GPU support¶

The choice between CPU and GPU backends is performed by specifying ccl_stream_type value at the moment when ccl stream object is created:

For GPU backend you should specify ccl_stream_sycl as the first argument.
For collective operations, which operate on SYCL* stream, C version of oneCCL API expects communication buffers to be sycl::buffer* objects cast to void*.

The example below demonstrates these concepts.

Example¶

Consider simple allreduce example for GPU.

Create GPU ccl stream object:

C version of oneCCL API:
ccl_stream_create(ccl_stream_sycl, &q, &stream);
C++ version of oneCCL API:
ccl::stream_t stream = ccl::environment::instance().create_stream(cc::stream_type::sycl, &q);
q is an object of type sycl::queue.

To illustrate the ccl_allreduce execution, initialize sendbuf (in real scenario it is provided by application):

auto host_acc_sbuf = sendbuf.get_access<mode::write>();
for (i = 0; i < COUNT; i++) {
    host_acc_sbuf[i] = rank;
}

For demonstration purposes only, modify the sendbuf on the GPU side:

q.submit([&](cl::sycl::handler& cgh) {
    auto dev_acc_sbuf = sendbuf.get_access<mode::write>(cgh);
    cgh.parallel_for<class allreduce_test_sbuf_modify>(range<1>{COUNT}, [=](item<1> id) {
        dev_acc_sbuf[id] += 1;
    });
});

ccl_allreduce invocation performs reduction of values from all processes and then distributes the result to all processes.
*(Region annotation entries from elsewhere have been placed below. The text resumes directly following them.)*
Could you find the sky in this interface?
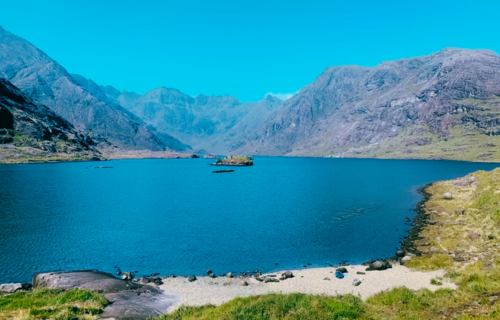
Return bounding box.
[0,0,500,102]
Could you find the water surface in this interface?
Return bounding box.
[0,157,498,283]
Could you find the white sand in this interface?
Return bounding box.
[160,265,456,306]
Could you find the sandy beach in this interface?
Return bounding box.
[160,264,456,306]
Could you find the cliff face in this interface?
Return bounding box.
[101,86,283,153]
[0,79,99,161]
[0,27,182,151]
[234,49,500,158]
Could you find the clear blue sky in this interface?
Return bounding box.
[0,0,500,101]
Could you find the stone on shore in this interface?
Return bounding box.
[0,283,31,293]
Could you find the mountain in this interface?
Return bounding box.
[0,27,186,151]
[233,49,500,160]
[0,79,99,162]
[101,86,283,153]
[71,74,191,151]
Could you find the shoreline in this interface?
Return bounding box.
[159,263,457,307]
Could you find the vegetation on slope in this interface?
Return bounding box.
[7,168,500,320]
[0,288,108,320]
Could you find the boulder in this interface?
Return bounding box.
[429,247,439,253]
[366,260,392,271]
[443,192,453,200]
[469,232,481,240]
[0,283,31,293]
[33,270,181,320]
[401,256,411,264]
[122,271,134,281]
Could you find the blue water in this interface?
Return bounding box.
[0,157,497,283]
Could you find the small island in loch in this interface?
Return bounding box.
[210,155,253,166]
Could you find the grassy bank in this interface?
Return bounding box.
[0,289,108,320]
[0,169,500,320]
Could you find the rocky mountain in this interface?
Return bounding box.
[0,27,188,151]
[97,86,283,153]
[233,49,500,160]
[71,74,191,151]
[0,79,100,162]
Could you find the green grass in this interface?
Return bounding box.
[0,288,108,320]
[158,293,374,320]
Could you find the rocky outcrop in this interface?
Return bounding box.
[234,49,500,157]
[0,79,100,161]
[0,27,184,151]
[101,87,283,154]
[33,270,180,320]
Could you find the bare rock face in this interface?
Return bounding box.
[0,27,186,151]
[33,270,180,320]
[114,87,283,154]
[233,49,500,156]
[0,79,100,159]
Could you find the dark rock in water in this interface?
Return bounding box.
[122,271,134,281]
[366,260,392,271]
[33,270,180,320]
[0,283,32,293]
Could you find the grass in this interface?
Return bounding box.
[159,293,373,320]
[7,168,500,320]
[0,288,108,320]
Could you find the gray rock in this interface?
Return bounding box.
[234,48,500,157]
[401,256,411,264]
[443,192,453,200]
[122,271,134,281]
[0,28,189,151]
[396,250,405,258]
[33,270,180,320]
[0,283,32,293]
[469,232,481,240]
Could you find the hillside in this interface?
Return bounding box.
[0,27,184,151]
[233,49,500,160]
[0,79,100,162]
[96,86,283,153]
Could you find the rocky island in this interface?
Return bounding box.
[210,156,253,166]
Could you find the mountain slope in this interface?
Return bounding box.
[235,49,500,160]
[0,79,99,162]
[0,27,177,151]
[71,74,191,151]
[101,86,283,153]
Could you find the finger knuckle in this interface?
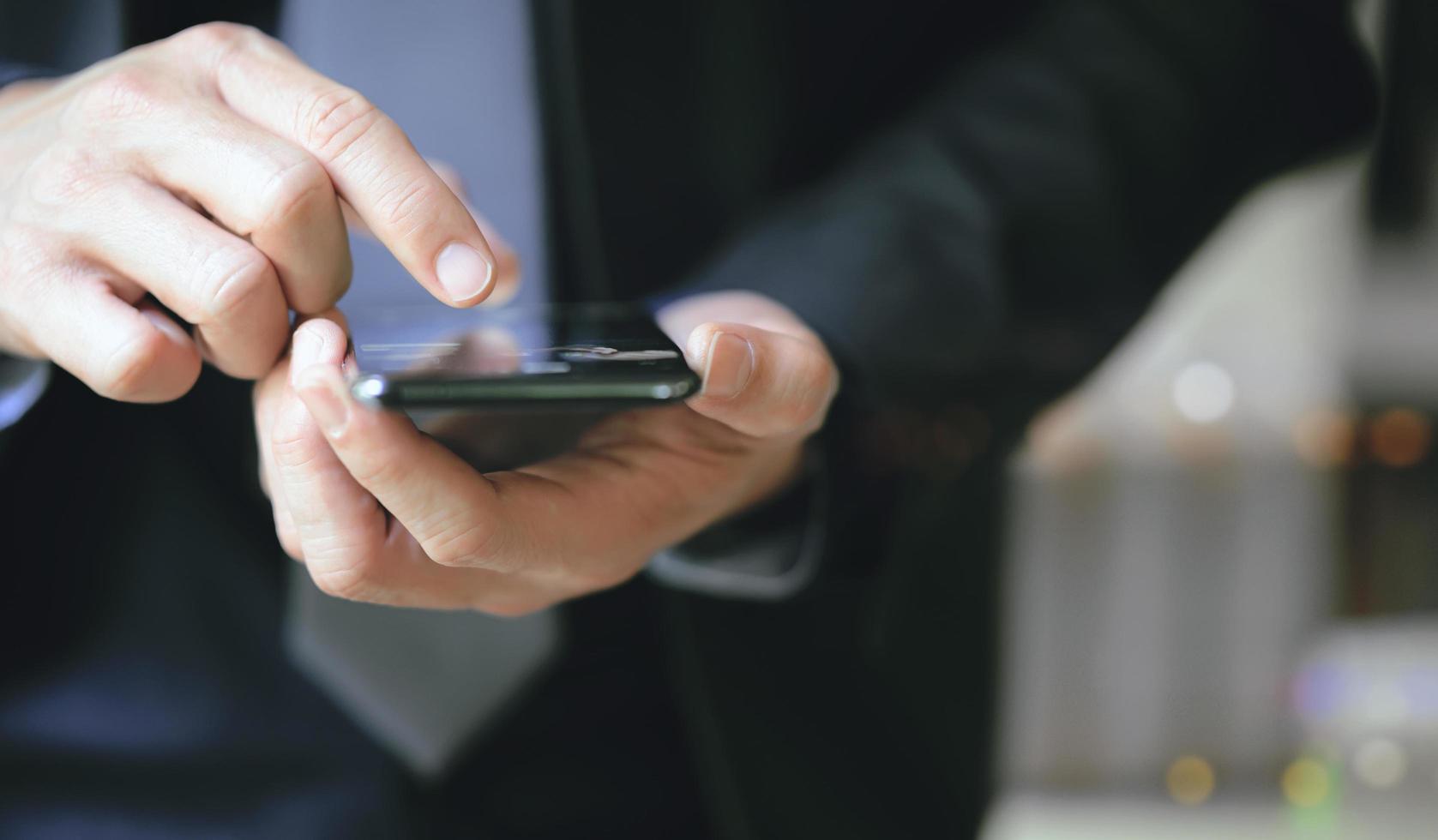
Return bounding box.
[29,142,119,205]
[168,20,266,55]
[376,180,442,236]
[274,511,305,562]
[91,323,168,400]
[472,596,550,619]
[269,418,315,471]
[70,65,165,125]
[197,248,279,324]
[310,567,376,601]
[423,522,497,568]
[777,354,834,431]
[295,87,385,159]
[251,154,334,230]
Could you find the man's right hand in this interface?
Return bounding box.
[0,25,496,401]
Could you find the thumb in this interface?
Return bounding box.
[686,322,839,437]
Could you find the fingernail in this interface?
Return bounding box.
[299,377,350,437]
[434,242,495,303]
[289,328,325,386]
[703,333,754,399]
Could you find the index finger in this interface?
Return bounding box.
[185,27,497,306]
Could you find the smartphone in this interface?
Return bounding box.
[345,303,699,410]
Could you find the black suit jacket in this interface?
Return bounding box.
[0,0,1375,837]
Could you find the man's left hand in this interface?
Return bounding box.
[255,292,839,615]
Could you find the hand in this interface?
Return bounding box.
[256,292,839,615]
[0,25,496,401]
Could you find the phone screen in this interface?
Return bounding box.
[345,303,697,405]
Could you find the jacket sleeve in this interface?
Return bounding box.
[0,59,55,87]
[650,0,1376,594]
[672,0,1375,403]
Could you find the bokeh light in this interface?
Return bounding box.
[1353,738,1408,789]
[1164,755,1215,806]
[1368,409,1432,467]
[1279,757,1333,808]
[1291,409,1357,469]
[1173,361,1236,423]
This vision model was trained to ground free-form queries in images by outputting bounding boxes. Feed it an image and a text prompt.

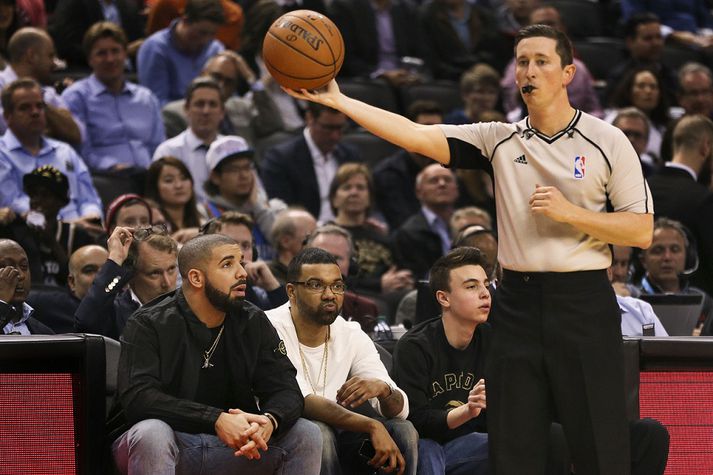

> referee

In this case, the result is an array with the size equal to the number of processes (\(p\)), where all elements are equal to the sum of arithmetical progression:

\[p \cdot (p - 1) / 2\]

C version of oneCCL API:

ccl_allreduce(&sendbuf,
            &recvbuf,
            COUNT,
            ccl_dtype_int,
            ccl_reduction_sum,
            NULL, /* attr */
            NULL, /* comm */
            stream,
            &request);
ccl_wait(request);

C++ version of oneCCL API:

comm.allreduce(sendbuf,
            recvbuf,
            COUNT,
            ccl::reduction::sum,
            nullptr, /* attr */
            stream)->wait();

Check the correctness of ccl_allreduce on the GPU:

q.submit([&](handler& cgh) {
    auto dev_acc_rbuf = recvbuf.get_access<mode::write>(cgh);
    cgh.parallel_for<class allreduce_test_rbuf_check>(range<1>{COUNT}, [=](item<1> id) {
        if (dev_acc_rbuf[id] != size*(size+1)/2) {
        dev_acc_rbuf[id] = -1;
        }
    });
});

if (rank == COLL_ROOT) {
    auto host_acc_rbuf_new = recvbuf.get_access<mode::read>();
    for (i = 0; i < COUNT; i++) {
        if (host_acc_rbuf_new[i] == -1) {
            cout << "FAILED" << endl;
            break;
        }
    }
    if (i == COUNT) {
        cout<<"PASSED"<<endl;
    }
}

Note

When using C version of oneCCL API, it is required to explicitly free the created GPU ccl stream object:

ccl_stream_free(stream);

For C++ version of oneCCL API this will be performed implicitly.